A poor man's testing environment

hgm · Post by **hgm** » Sat Jan 05, 2013 11:44 am

lucasart wrote:How about calling your log file log_%pid.log ? That solves the problem, no ?

It makes it a bit had to later relate a log file to a specific game.

In WinBoard's intrinsic tournament manager each game gets a unique number, which will be included in the PGN as a tag. Usually you learn of bad things (blunders, crashes) through the PGN, and then you just have to look at the game number and retrieve the corresponding log file (which you would typically save as "tourneyXXXdebugs/game%d.debug").

ilari · Post by **ilari** » Sat Jan 05, 2013 1:40 pm

Rebel wrote: Tried "-concurrency 4"
Code: Select all
 c:\cc\cutechess-cli -engine name=MAIN1 cmd=yourengine.exe dir=C:\a\main1 proto=uci -engine name=WORK1 cmd=yourengine.exe dir=c:\a\work1 proto=uci -each tc=inf -draw 160 100 -resign 5 500 -rounds 1000 -repeat -pgnout c:\cc\all.pgn -pgnin c:\cc\1.pgn -pgndepth 20 -concurrency 4
What happens is that indeed 4 threads are started but... processor activity is only 25% playing only 1 game. Aborting the match kills only one thread leaving the other 6 executables idle in the task manager and I must remove them manually. Totally unusable for me.

Perhaps a WB2UCI problem?

Anyway, it's not very encouraging to modify my starter-page with a "-concurrency" option advice.

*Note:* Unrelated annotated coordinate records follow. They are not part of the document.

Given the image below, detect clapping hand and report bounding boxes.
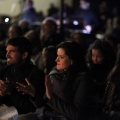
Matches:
[16,78,36,97]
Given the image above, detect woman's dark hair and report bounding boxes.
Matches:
[6,36,33,60]
[45,46,57,74]
[57,41,86,70]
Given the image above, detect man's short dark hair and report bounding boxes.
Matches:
[6,36,33,59]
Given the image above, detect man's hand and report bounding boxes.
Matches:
[0,78,11,96]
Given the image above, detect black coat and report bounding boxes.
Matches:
[47,67,90,120]
[104,72,120,120]
[0,62,45,114]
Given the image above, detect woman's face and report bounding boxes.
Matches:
[92,49,103,64]
[56,48,72,70]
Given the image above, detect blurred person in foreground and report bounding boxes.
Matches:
[20,41,90,120]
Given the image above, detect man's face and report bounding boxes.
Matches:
[6,45,23,65]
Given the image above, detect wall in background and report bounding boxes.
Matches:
[0,0,72,16]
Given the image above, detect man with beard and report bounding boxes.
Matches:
[0,37,45,114]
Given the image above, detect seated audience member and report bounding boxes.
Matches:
[0,37,45,114]
[42,46,57,74]
[8,24,23,38]
[19,41,90,120]
[86,40,116,114]
[104,49,120,120]
[19,0,40,26]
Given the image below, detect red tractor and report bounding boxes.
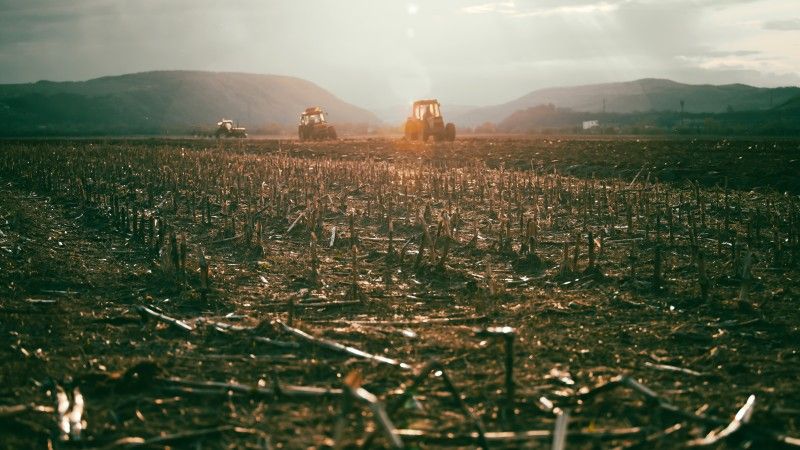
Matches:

The main question is: why are you using WB2UCI? Does cutechess-cli's Xboard/Winboard support lack features that WB2UCI provides?

Some past versions of cutechess-cli had bugs in the concurrency implementation but the latest version should work fine. I'll have to try WB2UCI myself to find out if the problem is there.

Don · Post by **Don** » Sat Jan 05, 2013 2:05 pm

lucasart wrote:
Don wrote:
hgm wrote:
lucasart wrote:Cutechess-cli is perfectly capable of handling concurrent writing into the resulting PGN if that's your point.
Indeed, WinBoard would also have no problem with that. (It uses file locking to synchronize the different playing agents.)

But I think his problem is not with the GUI, but that his engine keeps a log file with a fixed name in their installation directory. So if you run it 8 times concurrently, they would all write to the same log file, which would become an absolute mess (as writes to log files typically are not buffered, to not lose data in case of a crash).
Komodo has the same issue. It would be good if testing tools provided some sort of symbolic shortcut or macro that replaces %i (for example) with testing instance number. So then you could say, ./myProgram -log %i.log and the tester would make the substitution before invoking the program. That would not be rocket science.
How about calling your log file log_%pid.log ? That solves the problem, no ?

No. I cannot have tens of thousands of log files. My tester is cross platform too and I don't think there is a platform specific way to get the windows equivalent of the pid.

It is possible for the engine to always create a unique file but I would have the same problem with having tens of thousands of log files.

This is easy to solve though so I'm not really looking for a solution. I can build in support to my automated tester and this is pretty simple.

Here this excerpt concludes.